ELEPHANT LAKE, MINN. - Carla Koch chuckles when she looks at the skillet-sized bluegill hanging on the wall of the Cedar Inn, a cozy bar and lodge 250 miles north of the Twin Cities near Orr. The place has been in her family for three-quarters of a century now, ever since her Polish immigrant grandfather, Frank Melgeorge, converted an old logging camp into cabins in 1937.
Forty years later, the placid waters of Elephant Lake froze quickly the weekend after Thanksgiving, 1987.
"It looked like glass," she recalls.
So she laced up her skates and glided over the smooth surface. That's when she saw the enormous bluegill.

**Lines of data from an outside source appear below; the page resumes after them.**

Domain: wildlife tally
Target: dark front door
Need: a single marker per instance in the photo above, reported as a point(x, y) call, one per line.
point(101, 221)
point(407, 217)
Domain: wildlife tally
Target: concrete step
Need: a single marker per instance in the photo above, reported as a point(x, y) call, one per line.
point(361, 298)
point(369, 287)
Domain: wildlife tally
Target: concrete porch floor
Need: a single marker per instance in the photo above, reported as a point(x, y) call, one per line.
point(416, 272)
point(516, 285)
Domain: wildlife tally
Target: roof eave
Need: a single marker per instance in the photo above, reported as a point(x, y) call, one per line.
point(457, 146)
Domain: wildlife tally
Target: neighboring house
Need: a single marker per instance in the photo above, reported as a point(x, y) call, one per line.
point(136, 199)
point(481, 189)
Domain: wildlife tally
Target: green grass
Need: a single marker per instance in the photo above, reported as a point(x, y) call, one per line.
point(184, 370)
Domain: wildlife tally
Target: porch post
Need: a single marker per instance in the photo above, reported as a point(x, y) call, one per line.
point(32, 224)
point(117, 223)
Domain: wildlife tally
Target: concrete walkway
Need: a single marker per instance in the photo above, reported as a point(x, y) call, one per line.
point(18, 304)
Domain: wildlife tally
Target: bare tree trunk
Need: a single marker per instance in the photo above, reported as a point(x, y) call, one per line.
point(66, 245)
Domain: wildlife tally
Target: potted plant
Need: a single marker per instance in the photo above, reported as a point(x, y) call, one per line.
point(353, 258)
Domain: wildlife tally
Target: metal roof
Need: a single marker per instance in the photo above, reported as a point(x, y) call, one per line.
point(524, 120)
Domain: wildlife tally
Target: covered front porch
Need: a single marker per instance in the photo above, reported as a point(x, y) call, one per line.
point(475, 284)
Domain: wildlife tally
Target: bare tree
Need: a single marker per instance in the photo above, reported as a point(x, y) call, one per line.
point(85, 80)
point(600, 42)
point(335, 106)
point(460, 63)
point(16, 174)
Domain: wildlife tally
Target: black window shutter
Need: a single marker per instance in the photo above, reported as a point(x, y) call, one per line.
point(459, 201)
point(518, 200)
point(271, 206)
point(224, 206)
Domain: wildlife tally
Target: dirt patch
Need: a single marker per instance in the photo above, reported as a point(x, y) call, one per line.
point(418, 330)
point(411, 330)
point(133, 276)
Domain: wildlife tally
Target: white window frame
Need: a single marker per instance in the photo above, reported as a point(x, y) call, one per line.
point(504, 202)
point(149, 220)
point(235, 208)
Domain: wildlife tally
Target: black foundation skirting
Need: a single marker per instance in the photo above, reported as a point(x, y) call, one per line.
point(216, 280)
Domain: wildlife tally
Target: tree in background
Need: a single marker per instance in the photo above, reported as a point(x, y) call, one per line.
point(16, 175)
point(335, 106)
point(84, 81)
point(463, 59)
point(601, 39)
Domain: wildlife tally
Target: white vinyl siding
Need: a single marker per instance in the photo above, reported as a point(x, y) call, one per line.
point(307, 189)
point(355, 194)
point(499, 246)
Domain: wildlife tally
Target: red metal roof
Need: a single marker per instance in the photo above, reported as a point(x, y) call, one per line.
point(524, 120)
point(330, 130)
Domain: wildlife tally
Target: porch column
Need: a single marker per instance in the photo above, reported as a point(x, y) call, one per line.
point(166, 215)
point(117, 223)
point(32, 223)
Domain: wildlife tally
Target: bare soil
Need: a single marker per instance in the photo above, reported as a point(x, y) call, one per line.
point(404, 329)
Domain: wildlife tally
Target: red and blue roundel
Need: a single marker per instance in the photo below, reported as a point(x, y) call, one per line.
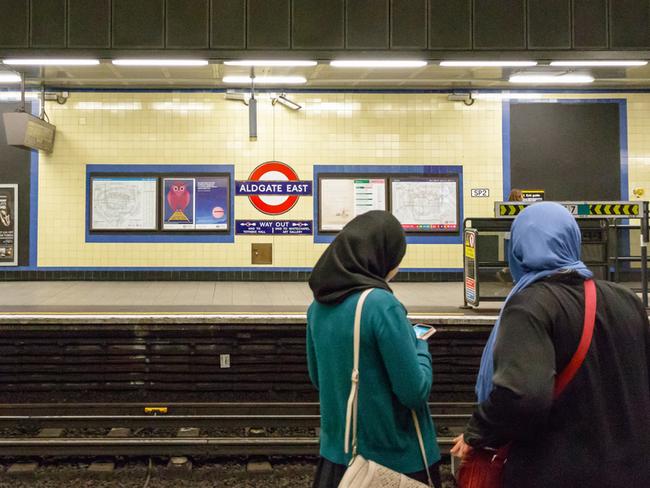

"I think it was either dying of old age or shock from the quick freeze," she says. "It floated up to the bottom surface of the ice and lay there, barely alive."
Koch (rhymes with pluck) did what any third-generation North Woods resort kid would do.
"I ran inside and grabbed an ax and chipped it out," she says. "No need for an auger."
She's lived on the shores of Elephant Lake since she was 3 and her parents moved from Hibbing to take over Melgeorge's Resort. In the mid-'80s, her dad, Ted, built the Cedar Inn, which has rooms upstairs, growing the 10-cabin business.